Keepalived实现Redis Failover
一、环境说明
操作系统版本:RHEL 5.4_64
redis版本:2.8.17
keepalived版本:1.1.15
master:10.142.130.81
slave: 10.142.130.82
Virtural IP Address (VIP) :10.142.130.83(对外提供服务)
redis安装路径:/app/tomcat/redis
redis端口:6379
keepalived安装路径:/etc/keepalived
二、设计思路
1、当master与slave均运作正常时,VIP绑定在master上,master负责对外提供服务,slave进行replication,作为备用。
2、当master挂掉,slave正常时,VIP漂移至slave,由slave接管服务,同时关闭主从复制功能。
3、当master恢复正常后,从slave上同步数据,但不继续接管服务,此时master作为备用。
4、当slave挂掉,master正常,master接管服务,关闭主从复制功能。
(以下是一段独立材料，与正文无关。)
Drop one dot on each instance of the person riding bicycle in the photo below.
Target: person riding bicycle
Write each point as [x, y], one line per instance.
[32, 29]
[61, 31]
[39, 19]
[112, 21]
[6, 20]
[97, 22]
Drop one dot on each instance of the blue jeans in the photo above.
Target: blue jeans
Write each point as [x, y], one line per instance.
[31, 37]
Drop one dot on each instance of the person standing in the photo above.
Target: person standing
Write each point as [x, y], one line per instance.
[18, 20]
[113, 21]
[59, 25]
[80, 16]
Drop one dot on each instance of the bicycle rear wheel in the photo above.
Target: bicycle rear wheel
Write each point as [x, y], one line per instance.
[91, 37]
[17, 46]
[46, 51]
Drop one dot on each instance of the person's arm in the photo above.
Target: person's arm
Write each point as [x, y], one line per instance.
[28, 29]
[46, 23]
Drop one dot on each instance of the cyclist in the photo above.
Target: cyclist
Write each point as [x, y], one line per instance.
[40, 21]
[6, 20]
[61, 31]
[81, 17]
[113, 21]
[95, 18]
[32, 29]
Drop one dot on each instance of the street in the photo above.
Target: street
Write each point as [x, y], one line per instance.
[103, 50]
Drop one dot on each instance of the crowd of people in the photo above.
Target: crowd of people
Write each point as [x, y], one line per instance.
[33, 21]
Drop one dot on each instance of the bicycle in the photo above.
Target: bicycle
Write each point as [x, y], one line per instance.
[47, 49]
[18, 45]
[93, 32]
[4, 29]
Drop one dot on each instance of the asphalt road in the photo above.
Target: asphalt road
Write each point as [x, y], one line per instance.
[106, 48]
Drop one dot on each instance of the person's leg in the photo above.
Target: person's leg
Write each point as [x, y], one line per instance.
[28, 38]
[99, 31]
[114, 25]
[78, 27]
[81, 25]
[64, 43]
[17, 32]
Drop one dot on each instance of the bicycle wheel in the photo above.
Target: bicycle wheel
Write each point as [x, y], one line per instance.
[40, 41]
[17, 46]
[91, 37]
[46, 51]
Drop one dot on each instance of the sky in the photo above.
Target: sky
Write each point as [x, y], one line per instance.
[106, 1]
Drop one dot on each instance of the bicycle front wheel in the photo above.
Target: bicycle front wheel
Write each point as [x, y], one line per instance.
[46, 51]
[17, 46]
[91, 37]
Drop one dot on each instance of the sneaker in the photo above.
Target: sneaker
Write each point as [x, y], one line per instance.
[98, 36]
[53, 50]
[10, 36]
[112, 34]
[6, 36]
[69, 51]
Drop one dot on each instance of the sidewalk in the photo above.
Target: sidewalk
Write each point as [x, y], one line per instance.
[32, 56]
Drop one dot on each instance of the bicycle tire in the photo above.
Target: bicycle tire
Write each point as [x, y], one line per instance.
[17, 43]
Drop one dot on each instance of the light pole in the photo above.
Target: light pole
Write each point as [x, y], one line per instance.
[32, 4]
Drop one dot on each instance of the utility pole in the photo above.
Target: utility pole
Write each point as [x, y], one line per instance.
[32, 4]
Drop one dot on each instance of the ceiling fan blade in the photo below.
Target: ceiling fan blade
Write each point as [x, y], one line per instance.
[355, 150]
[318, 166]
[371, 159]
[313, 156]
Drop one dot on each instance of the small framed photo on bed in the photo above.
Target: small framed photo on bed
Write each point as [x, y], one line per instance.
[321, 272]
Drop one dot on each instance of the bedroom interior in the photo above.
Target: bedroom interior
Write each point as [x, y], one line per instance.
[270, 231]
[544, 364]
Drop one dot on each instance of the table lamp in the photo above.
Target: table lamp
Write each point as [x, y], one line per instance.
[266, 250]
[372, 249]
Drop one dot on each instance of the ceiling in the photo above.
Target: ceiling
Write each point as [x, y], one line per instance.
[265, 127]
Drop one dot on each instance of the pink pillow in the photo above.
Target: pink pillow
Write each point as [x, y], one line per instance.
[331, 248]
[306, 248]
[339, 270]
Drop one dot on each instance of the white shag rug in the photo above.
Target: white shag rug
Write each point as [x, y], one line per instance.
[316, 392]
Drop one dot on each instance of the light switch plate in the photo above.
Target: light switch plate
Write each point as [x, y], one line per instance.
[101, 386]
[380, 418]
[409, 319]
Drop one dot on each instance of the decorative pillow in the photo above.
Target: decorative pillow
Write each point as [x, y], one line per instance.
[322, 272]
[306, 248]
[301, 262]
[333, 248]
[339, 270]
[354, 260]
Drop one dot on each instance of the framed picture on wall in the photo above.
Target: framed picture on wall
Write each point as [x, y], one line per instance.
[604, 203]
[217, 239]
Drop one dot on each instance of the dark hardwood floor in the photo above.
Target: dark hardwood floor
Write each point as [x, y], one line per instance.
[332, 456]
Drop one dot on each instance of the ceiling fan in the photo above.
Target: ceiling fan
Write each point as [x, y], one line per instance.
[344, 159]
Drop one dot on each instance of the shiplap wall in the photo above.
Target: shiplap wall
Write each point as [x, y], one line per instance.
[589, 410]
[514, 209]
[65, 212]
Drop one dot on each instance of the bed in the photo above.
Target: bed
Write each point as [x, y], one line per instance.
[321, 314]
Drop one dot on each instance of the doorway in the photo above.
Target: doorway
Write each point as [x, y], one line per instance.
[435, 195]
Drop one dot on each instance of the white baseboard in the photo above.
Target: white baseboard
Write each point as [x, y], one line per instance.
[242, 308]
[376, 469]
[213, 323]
与此同时,位于slave恢复正常后,从master上同步数据,作为备用。
5、依次循环。
注意:master和slave上均开启rdb快照持久化。
三、具体配置步骤
1、在master和slave上分别安装redis
# su -
# tar zxf redis-2.8.17.tar.gz
# cd zxf redis-2.8.17
# make && make install
# cd ..
# mv redis-2.8.17 /app/tomcat/redis
# chown -R tomcat.app /app/tomcat/redis
2、配置redis
# su - tomcat
# cd /app/tomcat/redis
# mkdir bin rdb conf log
# mv redis.conf sentinel.conf ./conf/
# find /app/tomcat/redis/ -maxdepth 1 -type f -delete
# cd src
# mv mkreleasehdr.sh redis-benchmark redis-check-aof redis-check-dump redis-cli redis-sentinel redis-server ../bin/
编辑/app/tomcat/redis/conf/redis.conf文件,修改如下内容:
daemonize yes
pidfile /app/tomcat/redis/redis.pid
port 6376
logfile /app/tomcat/redis/log/redis.log
dir /app/tomcat/redis/rdb
maxmemory 16106127360 #给redis设定最大使用内存,这里是15G,根据实际情况而定。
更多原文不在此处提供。